Chances are, you aren’t buying canteloupes these days, scared off by the latest scare in food-borne illnesses. Canteloupes from a Colorado farm were found to be contaminated with Listeria, and have now sickened hundreds of people and killed 29, the highest death toll ever from a food-borne pathogen. The problem is, this is just the tip of a truly enormous iceberg. And canteloupes are the least of your worries.
According to one report, the CDC estimates that 245 people are actually killed by listeria every year — but these deaths are never linked to a specific outbreak so they don’t make the news. And not buying canteloupes does you absolutely no good — the canteloupes currenty in the stores have absolutely nothing to do with those that caused the outbreak. The Colorado canteloupe season is over; the current crop comes from California (my home state), where customers’ refusal to buy the fruit has desperately hurt the canteloupe farmers. They’re are leaving whole fields of fruit to rot — and leaving farmworkers without jobs — because it’s not worth the labor costs to pick them when there’s no market due to public perception.
The problem is, public perception is based on misinformation. These canteloupes are perfectly safe, while listeria lurks undetected in a host of other foods, from fruits and vegetables to meat and packaged foods. Here are the worst culprits when it comes to listeria contamination.
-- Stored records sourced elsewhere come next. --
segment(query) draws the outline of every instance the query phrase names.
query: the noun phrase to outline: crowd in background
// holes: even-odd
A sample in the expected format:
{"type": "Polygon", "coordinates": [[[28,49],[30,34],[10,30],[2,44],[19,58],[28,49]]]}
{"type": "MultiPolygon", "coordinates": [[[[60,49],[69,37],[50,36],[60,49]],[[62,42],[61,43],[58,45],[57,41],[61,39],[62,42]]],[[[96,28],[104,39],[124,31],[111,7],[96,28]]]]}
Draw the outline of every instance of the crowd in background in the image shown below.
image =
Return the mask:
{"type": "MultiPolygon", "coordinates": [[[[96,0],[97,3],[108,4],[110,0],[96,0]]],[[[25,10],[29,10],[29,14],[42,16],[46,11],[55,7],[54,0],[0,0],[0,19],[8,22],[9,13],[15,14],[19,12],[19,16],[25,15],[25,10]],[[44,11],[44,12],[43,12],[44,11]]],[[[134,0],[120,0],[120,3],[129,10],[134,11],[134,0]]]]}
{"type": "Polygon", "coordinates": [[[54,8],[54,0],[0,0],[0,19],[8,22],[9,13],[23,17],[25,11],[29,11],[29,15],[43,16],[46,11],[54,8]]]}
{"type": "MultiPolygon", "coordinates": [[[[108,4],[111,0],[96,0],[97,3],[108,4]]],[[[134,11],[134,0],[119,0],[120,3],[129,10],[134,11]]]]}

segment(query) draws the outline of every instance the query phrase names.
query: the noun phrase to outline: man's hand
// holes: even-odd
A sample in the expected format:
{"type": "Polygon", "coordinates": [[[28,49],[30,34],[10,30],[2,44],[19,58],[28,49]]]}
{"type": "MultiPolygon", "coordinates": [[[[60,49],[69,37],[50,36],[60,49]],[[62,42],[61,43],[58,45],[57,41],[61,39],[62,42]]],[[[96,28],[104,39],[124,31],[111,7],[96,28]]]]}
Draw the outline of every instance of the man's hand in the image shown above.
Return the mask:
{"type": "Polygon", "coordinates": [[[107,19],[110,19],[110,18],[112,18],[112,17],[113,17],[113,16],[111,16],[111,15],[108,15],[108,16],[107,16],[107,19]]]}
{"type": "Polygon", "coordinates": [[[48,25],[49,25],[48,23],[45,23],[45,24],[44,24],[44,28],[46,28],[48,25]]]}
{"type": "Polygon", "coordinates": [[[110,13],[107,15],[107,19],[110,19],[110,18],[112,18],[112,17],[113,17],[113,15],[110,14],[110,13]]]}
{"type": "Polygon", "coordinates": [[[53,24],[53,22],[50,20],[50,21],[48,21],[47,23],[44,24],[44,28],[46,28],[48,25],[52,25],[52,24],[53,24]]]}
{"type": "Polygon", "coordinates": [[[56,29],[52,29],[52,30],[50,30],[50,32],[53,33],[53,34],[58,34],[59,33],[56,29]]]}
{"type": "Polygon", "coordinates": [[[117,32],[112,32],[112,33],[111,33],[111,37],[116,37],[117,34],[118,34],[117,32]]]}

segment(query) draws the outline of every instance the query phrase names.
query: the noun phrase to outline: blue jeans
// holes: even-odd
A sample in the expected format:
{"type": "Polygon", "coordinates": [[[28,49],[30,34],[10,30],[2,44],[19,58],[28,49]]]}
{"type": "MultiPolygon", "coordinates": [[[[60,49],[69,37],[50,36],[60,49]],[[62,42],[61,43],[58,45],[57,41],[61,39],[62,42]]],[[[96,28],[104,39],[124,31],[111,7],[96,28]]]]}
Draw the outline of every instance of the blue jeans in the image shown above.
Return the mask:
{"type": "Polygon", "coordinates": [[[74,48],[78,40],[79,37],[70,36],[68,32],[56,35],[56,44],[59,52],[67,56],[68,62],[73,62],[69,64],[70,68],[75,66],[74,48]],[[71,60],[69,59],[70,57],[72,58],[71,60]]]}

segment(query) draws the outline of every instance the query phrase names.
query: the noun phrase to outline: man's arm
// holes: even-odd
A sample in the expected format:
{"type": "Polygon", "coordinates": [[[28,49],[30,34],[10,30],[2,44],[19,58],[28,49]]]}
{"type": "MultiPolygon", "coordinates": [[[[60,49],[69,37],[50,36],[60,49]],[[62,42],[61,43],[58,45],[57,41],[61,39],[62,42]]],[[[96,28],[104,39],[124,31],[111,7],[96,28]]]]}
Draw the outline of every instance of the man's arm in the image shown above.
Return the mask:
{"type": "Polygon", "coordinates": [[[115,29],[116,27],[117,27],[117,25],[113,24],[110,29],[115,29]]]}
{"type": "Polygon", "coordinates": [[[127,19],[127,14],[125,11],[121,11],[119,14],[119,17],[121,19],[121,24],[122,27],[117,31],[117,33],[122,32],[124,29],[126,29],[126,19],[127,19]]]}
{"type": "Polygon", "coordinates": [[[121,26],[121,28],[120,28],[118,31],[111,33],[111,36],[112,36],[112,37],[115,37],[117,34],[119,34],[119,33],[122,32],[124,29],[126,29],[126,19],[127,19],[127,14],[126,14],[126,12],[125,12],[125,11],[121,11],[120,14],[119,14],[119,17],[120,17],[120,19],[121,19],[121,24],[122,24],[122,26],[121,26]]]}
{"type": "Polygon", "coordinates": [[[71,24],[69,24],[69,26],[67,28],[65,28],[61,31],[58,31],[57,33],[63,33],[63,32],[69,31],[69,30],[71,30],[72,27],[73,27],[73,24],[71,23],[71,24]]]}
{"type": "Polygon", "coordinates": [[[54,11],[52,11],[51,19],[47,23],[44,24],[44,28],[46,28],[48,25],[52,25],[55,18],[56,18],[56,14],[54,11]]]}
- Canned and raw seafoods. When the FDA conducted a safety test of many types of food for listeria, number one on the list was smoked seafood; of the 7,855 samples tested, 12.9 percent contained listeria. All types of dried and preserved fish also tested high, as did raw seafood.
- Fruits of all kinds. Melons can pick up the listeria bacteria, but so can any fruit. Most commonly, the listeria pathogens are carried in the soil or in water used to spray or wash the fruit or in the soil. According to the FDA, more than 11 percent of all fruits sampled tested positive for listeria. But here’s the thing to remember, the listeria is on the outside of the fruit – it doesn’t spread throughout the flesh. So if you wash fruit as soon as you buy it with an antibacterial fruit and vegetable wash or, in a pinch, with antibacterial dish soap, you should be fine. Wash it again before you eat it, or better yet, peel it.
- Foods that are refrigerated for long periods of time. Unlike most food-borne pathogens, listeria can continue to grow under refrigeration. So refrigerating food does not prevent the growth of listeria once it’s introduced. Some types of cheeses test high in listeria, particularly aged cheeses such as brie and camembert.
- Preserved and smoked meats. Hot dogs, sausages, salami and all manner of preserved meats eaten cold are potential listeria transmitters. According to the FDA, listeria was detected in 6.4 percent of sausage samples, 4.8 percent of hot dogs sampled, and 6.5 percent of pâtes and meat spreads.
- Root vegetables and ground-grown vegetables like squash. Vegetables that grow in the soil, like beets, carrots, and potatoes can come in contact with listeria in the soil, as can those that grow on low-lying vines like zucchini and other types of squash. Lettuce and spinach have also tested positive for listeria. But no way should you avoid veggies, which are healthiest foods in your diet, out of fear of listeria. Instead, wash all veggies thoroughly and peel wherever appropriate. Wash both before and after you peel to prevent the bacteria being transferred on your hands.
What is Listeriosis?
The Listeria bacteria causes a systemic condition called listeriosis, which can take up to two months to show up. Once a person becomes ill, it’s usually with meningitis and encephalitis, brain infections that are often fatal or severely disabling. If your immune system is healthy, it can usually fight off the slow-growing listeria bacteria, but the elderly, people with compromised immune systems, and pregnant women are at high risk of becoming seriously ill or dying from the disease and its complications.